Compared to last week, feeder calves over 600 lbs sold unevenly steady to weak with trends ranging from 2.00 higher to 3.00 lower. Stocker calves under 600 lbs traded steady to 3.00 lower with the full decline on 550-600 lb heifers and the best demand noted for steer calves under 500 lbs which had instances of higher trends at several markets throughout the US.

There are currently not enough true yearling feeders available for a good market test, and the few that are being offered for sale have received heavy amounts of supplemental feed which distorts their market value. Persistently dry conditions over the last two years throughout the central portions of the country have caused unprecedented; liquidation of breeding stock, movement of stocker cattle into confined feeding operations, and early marketing of home-raised calves in an effort to preserve cow herds.

Virtually no “green” or strictly grass feeders are available and the majority of the new-crop calves on offer are right off the cow. Normally, producers are still making use of stockpiled grass to put cheap pounds on feeders or to help background calves during weaning.

The current shortage of pasture and hay (not to mention 7.00-8.00 corn) is drastically affecting the condition of available feeders and the demand for these cattle. Traditional winter backgrounders have been slow to enter the market, despite the smallest calf crop in 60 years.

Most believe there is still plenty of demand out there but prospective buyers are conserving their feed, water, and medicine until later in the season. But, nationwide auction receipts for the year are running more than 5 percent less than 2011 and 10 percent less than the 5 year average, and most market watchers expect offerings to tighten even more from December through spring.

Like usual, cattlemen are betting on the come as they can hardly wait for the next crop of grass and corn. In most major marketing areas this week (especially south of I-70) the cost per head of a 475 lb calf is within 50.00/hd of one weighing 625 lbs, and in many documented cases the light- weight calf actually costs more.
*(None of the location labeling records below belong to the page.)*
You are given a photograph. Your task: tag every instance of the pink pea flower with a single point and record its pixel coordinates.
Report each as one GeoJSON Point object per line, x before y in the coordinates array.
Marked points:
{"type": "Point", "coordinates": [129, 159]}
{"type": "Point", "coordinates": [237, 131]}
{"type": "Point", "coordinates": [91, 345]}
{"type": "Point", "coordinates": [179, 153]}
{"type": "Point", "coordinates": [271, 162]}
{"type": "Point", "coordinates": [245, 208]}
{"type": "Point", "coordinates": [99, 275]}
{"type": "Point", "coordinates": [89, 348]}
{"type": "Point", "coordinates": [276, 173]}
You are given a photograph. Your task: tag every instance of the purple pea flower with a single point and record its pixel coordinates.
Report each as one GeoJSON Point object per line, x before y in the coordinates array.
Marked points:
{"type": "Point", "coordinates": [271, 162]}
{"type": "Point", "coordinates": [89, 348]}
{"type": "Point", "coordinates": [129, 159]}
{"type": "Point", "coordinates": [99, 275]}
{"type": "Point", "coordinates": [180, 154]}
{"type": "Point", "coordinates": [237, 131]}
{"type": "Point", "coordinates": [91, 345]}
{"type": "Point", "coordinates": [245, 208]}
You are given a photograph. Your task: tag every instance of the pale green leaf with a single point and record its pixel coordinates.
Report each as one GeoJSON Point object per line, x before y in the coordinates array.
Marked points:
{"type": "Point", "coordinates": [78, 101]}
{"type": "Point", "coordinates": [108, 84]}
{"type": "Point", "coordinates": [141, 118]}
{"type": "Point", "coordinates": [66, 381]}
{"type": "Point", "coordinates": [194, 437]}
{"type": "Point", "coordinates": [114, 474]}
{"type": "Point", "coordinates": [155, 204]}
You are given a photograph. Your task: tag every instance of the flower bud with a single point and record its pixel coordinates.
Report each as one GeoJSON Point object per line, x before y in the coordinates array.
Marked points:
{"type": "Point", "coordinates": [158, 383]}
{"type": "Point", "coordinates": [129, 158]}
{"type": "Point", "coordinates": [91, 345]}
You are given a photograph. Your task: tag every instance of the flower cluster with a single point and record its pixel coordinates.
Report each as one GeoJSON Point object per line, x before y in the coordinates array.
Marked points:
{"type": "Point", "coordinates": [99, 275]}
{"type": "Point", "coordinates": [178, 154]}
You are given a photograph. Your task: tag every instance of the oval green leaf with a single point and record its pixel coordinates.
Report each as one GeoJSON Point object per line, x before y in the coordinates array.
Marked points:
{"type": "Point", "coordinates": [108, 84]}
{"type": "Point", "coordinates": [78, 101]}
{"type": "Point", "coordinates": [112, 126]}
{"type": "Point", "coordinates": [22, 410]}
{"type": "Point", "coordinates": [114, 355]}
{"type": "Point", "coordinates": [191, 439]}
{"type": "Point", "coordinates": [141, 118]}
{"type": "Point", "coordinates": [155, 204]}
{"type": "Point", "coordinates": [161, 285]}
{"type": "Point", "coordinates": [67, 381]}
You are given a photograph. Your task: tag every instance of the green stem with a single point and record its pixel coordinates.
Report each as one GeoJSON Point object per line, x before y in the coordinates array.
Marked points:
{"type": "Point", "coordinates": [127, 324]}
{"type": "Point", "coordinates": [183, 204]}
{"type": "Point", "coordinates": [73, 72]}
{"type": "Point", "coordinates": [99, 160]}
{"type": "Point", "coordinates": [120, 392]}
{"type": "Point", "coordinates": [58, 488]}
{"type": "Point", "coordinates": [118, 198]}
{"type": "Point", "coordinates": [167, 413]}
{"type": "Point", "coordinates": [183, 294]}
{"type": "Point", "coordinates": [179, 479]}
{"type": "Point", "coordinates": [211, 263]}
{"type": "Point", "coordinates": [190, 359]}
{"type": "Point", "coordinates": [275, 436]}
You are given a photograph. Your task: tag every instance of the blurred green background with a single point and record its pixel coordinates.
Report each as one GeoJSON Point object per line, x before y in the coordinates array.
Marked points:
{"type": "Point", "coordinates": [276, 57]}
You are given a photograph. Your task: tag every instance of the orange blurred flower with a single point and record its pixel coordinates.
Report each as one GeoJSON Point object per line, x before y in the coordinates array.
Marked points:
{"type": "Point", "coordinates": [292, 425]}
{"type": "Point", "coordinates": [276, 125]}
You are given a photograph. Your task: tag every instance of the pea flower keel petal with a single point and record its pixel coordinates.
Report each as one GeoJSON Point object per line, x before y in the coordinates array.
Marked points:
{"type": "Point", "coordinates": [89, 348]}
It’s not that bidders don’t realize that each of those 150 lbs should at least be worth the cost of the bigger calf per pound. Buyers simply want to grow that lighter calf on 2013’s grass and fatten that calf on 2013’s corn. Some form of moisture is badly needed in the Plains and the Midwest as a nor’easter dumped rain and snow on the eastern seaboard’s concrete jungles that were already saturated by Superstorm Sandy.

Southern Plain’s wheat fields are thirsty for the chance of moisture in the weekend forecast, but sharply colder temperatures may cause the crop to crawl back in the ground and hibernate for the winter. Fed cattle sold 1.00 lower from 125.00-126.00 with the latter price reserved mostly for the Texas Panhandle. This week’s reported auction volume included 36 percent over 600 lbs and 41 percent heifers.